Der Arzt und Koordinator der Ebola-Task-Force in Liberia, Moses Massaquoi, bestätigte in Berlin, wie verzweifelt der Kampf gegen die Erkrankung vor allem in den ersten Monaten ohne internationale Unterstützung gewesen sei: "Das war für uns wie ein Tsunami."

Über Monate hinweg hatte die Organisation die medizinische Nothilfe in Sierra Leone, Guinea und Liberia fast alleine gestemmt, zeitweise waren 4500 MSF-Mitarbeiter im Einsatz. Auf die Frage, wie die aktuelle Lage in den betroffenen Regionen ist, sagt Stöbe: "Die Situation ist insgesamt nicht mehr so dramatisch wie vor einem halben Jahr."

Allerdings gilt die Epidemie offiziell erst dann als überstanden, wenn mindestens 42 Tage lang keine Neuinfektionen mehr gemeldet wurden. In Liberia sah es zunächst aus, als könnte die Epidemie bald für beendet erklärt werden - bis Ende März ein neuer Fall gemeldet wurde. Vor allem in Guinea steigen die Infektionszahlen immer wieder. "Das besorgt uns sehr", so Stöbe.

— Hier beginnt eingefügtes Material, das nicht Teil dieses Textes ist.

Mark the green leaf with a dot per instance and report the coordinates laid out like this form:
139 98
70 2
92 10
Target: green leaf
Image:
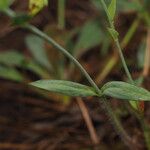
65 87
11 58
36 5
10 74
112 9
113 33
36 47
4 4
126 91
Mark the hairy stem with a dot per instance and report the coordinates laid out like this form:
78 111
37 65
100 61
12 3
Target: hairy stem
107 107
61 14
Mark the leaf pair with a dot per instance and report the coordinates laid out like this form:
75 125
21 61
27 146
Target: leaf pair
115 89
36 5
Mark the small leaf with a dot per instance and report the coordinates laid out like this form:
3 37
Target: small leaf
36 47
65 87
10 74
36 5
113 33
11 58
112 9
123 90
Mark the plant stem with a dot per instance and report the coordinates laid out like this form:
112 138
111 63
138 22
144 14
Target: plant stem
114 59
118 44
115 121
144 126
106 104
61 14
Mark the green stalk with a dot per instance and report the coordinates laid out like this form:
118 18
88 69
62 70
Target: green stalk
104 102
61 13
118 44
146 16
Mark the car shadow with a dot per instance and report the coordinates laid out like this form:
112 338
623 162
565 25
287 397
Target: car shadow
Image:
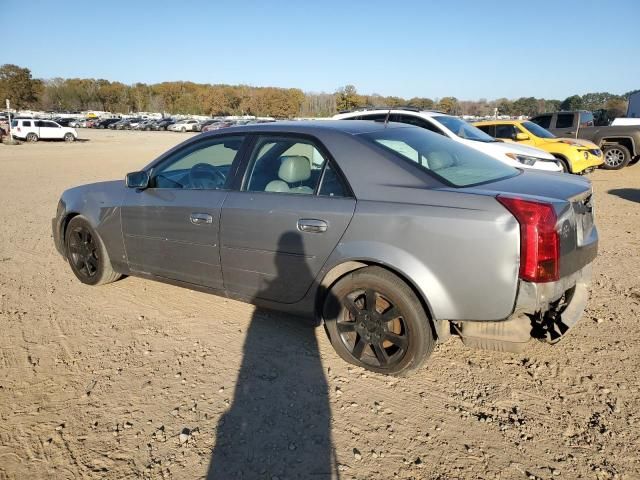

Der WHO zufolge wurden in der vergangenen Woche in den drei Ländern insgesamt 37 Neuinfektionen gemeldet. "Das hört sich wenig an", sagt Stöbe. "Aber schon ein Patient reicht aus, um einen neuen Flächenbrand auszulösen." Die ohnehin fragilen Gesundheitssysteme in den Ländern seien komplett zusammengebrochen. Zudem bereiteten auch andere Krankheiten wie Masern, Malaria oder Meningitis große Probleme. Und für Ebola gelte weiterhin: "Solange wir keinen Impfstoff haben, stirbt daran jeder zweite Patient."